Consider witness protection
A shareholder who filed a complaint against Yahoo's board has been denied a request for a seal, which protects a complainant's identity if it meets certain standards for confidentiality.
"Defendants have not satisfied their burden to show good cause for the continued filing of the portions of the complaint under seal," wrote Judge William Chandler of the Delaware chancery court, which denied the request. View a copy of Chandler's ruling (PDF).
The dispute revolves primarily around how Yahoo management managed — or rather, failed to manage — Microsoft's takeover offer, which stretched for months and ultimately resulted in Yahoo refusing the bid under grounds it was too low. (Despite swaggering from Microsoft, it did raise its offer in the end.)
The plaintiffs argue that co-founder David Filo and CEO Jerry Yang failed to meet their responsibility to shareholders by "erecting barriers to the deal through new compensation plans that would essentially make it more advantageous for employees to leave the company in the event of a hostile takeover," reports Barron's.
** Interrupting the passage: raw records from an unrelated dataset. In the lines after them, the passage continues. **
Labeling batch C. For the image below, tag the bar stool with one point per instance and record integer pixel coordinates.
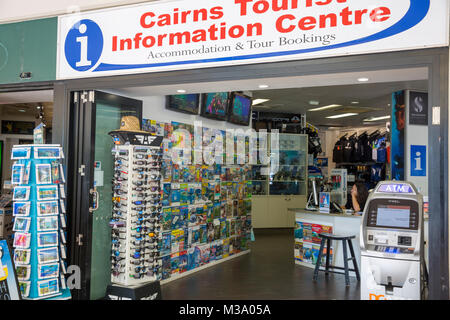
(345, 239)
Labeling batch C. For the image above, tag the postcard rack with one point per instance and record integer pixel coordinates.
(39, 221)
(136, 213)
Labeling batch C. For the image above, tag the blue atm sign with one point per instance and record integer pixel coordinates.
(396, 188)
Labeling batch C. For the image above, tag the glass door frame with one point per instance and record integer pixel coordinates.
(81, 173)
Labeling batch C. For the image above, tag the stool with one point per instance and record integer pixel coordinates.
(328, 237)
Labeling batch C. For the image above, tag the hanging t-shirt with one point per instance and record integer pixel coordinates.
(348, 149)
(338, 151)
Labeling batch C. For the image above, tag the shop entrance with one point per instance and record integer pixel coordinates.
(95, 114)
(152, 100)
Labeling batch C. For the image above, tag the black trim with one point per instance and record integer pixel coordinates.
(82, 138)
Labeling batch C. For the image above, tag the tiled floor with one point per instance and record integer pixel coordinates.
(267, 273)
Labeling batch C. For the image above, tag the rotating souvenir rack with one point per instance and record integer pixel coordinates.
(136, 212)
(39, 221)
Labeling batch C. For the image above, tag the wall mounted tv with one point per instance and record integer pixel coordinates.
(215, 105)
(240, 109)
(186, 103)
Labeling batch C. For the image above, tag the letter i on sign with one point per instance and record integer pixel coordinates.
(84, 62)
(418, 161)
It also suggests Yang thwarted the Microsoft deal because of personal sentiments.
Lastly, the complaint revealed that in January 2007, Microsoft offered to buy Yahoo for $40 per share. The proposal was declined by former Yahoo CEO Terry Semel, who suggested a "commercial partnership arrangement" instead.
In its most recent refusal to Microsoft, Yahoo said it would not take a bid lower than $37 per share.
View a copy of the complaint (PDF), which includes excerpts of emails between Yahoo's managing team and Compensia, a compensation consulting firm it worked with.